Previously, we showed that SC1 controls cellular proliferation by down-regulating promitotic genes, e.g., cycB was one of the transcriptional targets of SC1-mediated repression (33). Therefore, we considered the possibility that the SC1-PRMT5 complex might regulate the timing of neurogenesis in developing NSCs in part by regulating their cell cycle parameters. We investigated whether SC1-PRMT5 might regulate the transcription of genes that control mitotic progression. To address this, we overexpressed full-length mycSC1 and mycSC1dNH proteins in P19 embryonal carcinoma cells. P19 cells were chosen because they can be differentiated into neural lineages under defined culture conditions (42) and are easily transfected to high efficiency. 48 h after transfection, we performed RT-PCR on mRNA isolated from P19 cells transfected with mycSC1, mycSC1dNH, or Myc vector alone and measured the expression of mitotic genes, cycB and Bub1b. We found that overexpression of full-length mycSC1, but not mycSC1dNH, led to a repression of both cycB and Bub1b (Fig. 6B). We conclude that SC1 in complex with PRMT5 down-regulates expression of certain promitotic genes, e.g., cycB and Bub1b. To test whether knockdown of SC1 leads to an increase in the mRNA expression of these genes, we performed RT-PCR using total RNA isolated from PC12 cells transfected with SC1siRNA or control siRNA. PC12 cells were used because they can be transfected to a high level easily, differentiate into neurons upon treatment with NGF and are of rat origin allowing the use of SC1siRNA used in previous experiments with the rat NSCs. We detected an increase in the levels of cycB and Bub1b mRNA after SC1 knockdown but not when control siRNA was used (Fig. 6C), indicating that SC1 is involved in negatively regulating the expression of these genes.

It was previously reported that a high level and activity of the cell cycle regulator cdc2, in association with cycB, is necessary for the asymmetric partitioning of cell fate determinants in neuroblasts of Drosophila melanogaster (20). These observations suggest that the levels and activity of promitotic genes might be involved in influencing the mode of cell division adopted by the NSCs. Our observations that the SC1-PRMT5 complex down-regulates the expression of cycB and that SC1 protein levels are down-regulated in the newly differentiated neurons suggest a possibility that varying amounts of SC1 protein regulate the levels of expression of promitotic genes during cortical development and in this way may indirectly influence the mode of NSC division.
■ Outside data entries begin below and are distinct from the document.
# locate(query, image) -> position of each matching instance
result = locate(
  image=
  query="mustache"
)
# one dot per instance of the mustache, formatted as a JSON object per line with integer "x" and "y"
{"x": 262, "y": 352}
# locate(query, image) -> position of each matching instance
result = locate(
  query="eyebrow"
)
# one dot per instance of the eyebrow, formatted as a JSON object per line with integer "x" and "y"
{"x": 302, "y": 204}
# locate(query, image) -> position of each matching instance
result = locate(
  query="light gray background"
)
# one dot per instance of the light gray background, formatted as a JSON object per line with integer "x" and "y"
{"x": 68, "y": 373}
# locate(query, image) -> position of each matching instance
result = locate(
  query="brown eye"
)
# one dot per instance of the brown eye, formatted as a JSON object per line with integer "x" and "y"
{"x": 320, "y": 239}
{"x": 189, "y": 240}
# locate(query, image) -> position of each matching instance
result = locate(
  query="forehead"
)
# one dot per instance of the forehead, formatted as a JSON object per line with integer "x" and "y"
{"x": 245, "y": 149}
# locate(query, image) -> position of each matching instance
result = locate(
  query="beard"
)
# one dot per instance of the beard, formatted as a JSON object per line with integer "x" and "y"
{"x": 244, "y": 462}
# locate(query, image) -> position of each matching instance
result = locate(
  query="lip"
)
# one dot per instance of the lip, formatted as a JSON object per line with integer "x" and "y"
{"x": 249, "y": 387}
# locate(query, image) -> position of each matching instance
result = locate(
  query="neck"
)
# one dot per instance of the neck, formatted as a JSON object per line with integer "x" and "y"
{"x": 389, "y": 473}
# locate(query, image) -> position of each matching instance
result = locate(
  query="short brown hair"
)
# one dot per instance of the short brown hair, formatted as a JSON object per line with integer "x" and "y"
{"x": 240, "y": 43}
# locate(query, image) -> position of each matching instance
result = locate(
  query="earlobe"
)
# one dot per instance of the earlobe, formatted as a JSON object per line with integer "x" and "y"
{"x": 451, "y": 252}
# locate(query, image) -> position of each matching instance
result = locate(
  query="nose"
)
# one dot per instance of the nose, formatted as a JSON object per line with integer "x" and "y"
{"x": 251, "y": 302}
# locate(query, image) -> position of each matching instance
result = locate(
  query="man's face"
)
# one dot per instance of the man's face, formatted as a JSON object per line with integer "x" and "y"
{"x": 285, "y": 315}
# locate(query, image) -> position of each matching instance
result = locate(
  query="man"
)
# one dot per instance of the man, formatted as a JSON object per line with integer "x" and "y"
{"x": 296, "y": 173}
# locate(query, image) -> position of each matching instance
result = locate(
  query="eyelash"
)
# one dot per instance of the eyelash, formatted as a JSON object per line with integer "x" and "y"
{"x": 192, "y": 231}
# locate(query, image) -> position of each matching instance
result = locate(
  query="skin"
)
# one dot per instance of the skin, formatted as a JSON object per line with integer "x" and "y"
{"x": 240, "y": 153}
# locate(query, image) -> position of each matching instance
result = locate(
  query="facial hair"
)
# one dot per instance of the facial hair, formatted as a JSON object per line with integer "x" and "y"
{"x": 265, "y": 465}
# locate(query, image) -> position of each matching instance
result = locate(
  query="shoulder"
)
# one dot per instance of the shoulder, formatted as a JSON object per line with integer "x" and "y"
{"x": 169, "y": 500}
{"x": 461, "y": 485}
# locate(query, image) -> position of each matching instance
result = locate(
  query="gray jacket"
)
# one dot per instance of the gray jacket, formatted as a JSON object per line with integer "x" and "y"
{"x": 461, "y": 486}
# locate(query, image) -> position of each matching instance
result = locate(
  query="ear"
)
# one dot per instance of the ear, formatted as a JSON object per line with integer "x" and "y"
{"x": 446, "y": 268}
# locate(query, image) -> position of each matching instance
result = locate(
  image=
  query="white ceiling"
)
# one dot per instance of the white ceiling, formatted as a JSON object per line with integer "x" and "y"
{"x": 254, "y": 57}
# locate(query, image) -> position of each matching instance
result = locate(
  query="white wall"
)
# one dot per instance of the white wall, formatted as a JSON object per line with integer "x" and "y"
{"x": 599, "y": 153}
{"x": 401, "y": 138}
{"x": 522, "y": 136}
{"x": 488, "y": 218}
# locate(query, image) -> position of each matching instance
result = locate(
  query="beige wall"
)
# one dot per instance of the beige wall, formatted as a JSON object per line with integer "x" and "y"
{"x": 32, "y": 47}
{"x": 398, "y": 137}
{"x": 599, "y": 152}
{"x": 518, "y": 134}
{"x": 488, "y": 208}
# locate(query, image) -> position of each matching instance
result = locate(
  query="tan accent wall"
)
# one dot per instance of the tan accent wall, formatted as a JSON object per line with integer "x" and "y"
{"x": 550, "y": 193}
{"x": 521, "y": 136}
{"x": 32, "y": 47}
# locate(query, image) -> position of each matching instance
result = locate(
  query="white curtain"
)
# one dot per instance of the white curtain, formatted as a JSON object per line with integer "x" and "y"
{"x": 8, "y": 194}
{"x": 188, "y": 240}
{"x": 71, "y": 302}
We therefore investigated whether we can detect the down-regulation of SC1 and PRMT5 protein levels in the developing cortex at the time when the NSCs switch from proliferative to neuron-generating divisions. We observed that SC1 protein levels and to a lesser extent PRMT5 protein levels were reduced in the developing cortex at E12 and E13.5 when symmetric proliferative divisions give way to asymmetric neurogenic divisions (Fig. 7, A–D). Moreover, we detected a moderate increase in the levels of cycB1 protein in the developing cortex at these developmental stages (Fig. 7E). We conclude that the expression level of SC1 and PRMT5 proteins is down-regulated during the transition from proliferation to neurogenesis of the cortical NSCs concomitant with the elevation of cycB1 protein expression.

FIGURE 7.

FIGURE 7.

SC1 and PRMT5 protein levels are reduced in the developing cortex at E12 and E13.5. A and B, mouse cortices from E12 (A) and E13.5 (B) embryos were immunolabeled for TuJ1 and SC1. SC1 protein levels are reduced compared with those detected at E10.5 prior to the onset of neurogenesis (see Fig. 5). The bright red signal in the tissue represents nonspecific labeling of blood vessels after antigen retrieval by heating with citrate buffer. C, Western blot analysis of SC1 protein expression in the developing cortex. Protein homogenates from embryonic cortices of indicated ages were analyzed by probing with anti-SC1 antibodies (top panel) and anti-actin (bottom panel) antibodies to control for protein loading. Normalized protein levels of SC1 are shown in the graph. D, mouse cortex from E13.5 embryos was immunolabeled for TuJ1 and PRMT5. Moderate levels of PRMT5 protein were detected in the cortex at E13.5. TuJ1 staining is toward the pial surface in all panels. E, Western blot analysis of cycB1 protein expression in the developing cortex. Protein homogenates from embryonic cortices of indicated ages were analyzed by probing with anti-cycB1 antibodies (top panel) and anti-actin antibodies (bottom panel) to control for protein loading. The data (in C) are shown as the means ± S.D. from three independent Western blot quantifications (n = 3, p < 0.05, *). Scale bars, 75 μm (top panels) and 25 μm (bottom panels).

DISCUSSION

In this study we investigated the role of the transcription factor SC1 in neural development. We demonstrated that SC1 expression is dynamically regulated in developing NSCs, being strongly expressed in proliferating NSCs but down-regulated at the onset of neurogenesis. Moreover, experimental knockdown of SC1 in NSCs led to precocious neurogenesis. Notably, we demonstrated that SC1 recruits an epigenetic modifier, the histone arginine methyltransferase PRMT5, and that high levels of SC1-PRMT5 complex are required to maintain the proliferative capacity and “stem-like” cellular state of the NSCs. Furthermore, we showed that SC1 in complex with PRMT5 directs H4R3me2s, a modification that is prevalent in the developing neuroepithelium during the expansion phase of cortical development (35). In addition, we demonstrated that the SC1-PRMT5 complex modulates the levels of expression of promitotic genes that regulate the G2/M transition and mitotic progression.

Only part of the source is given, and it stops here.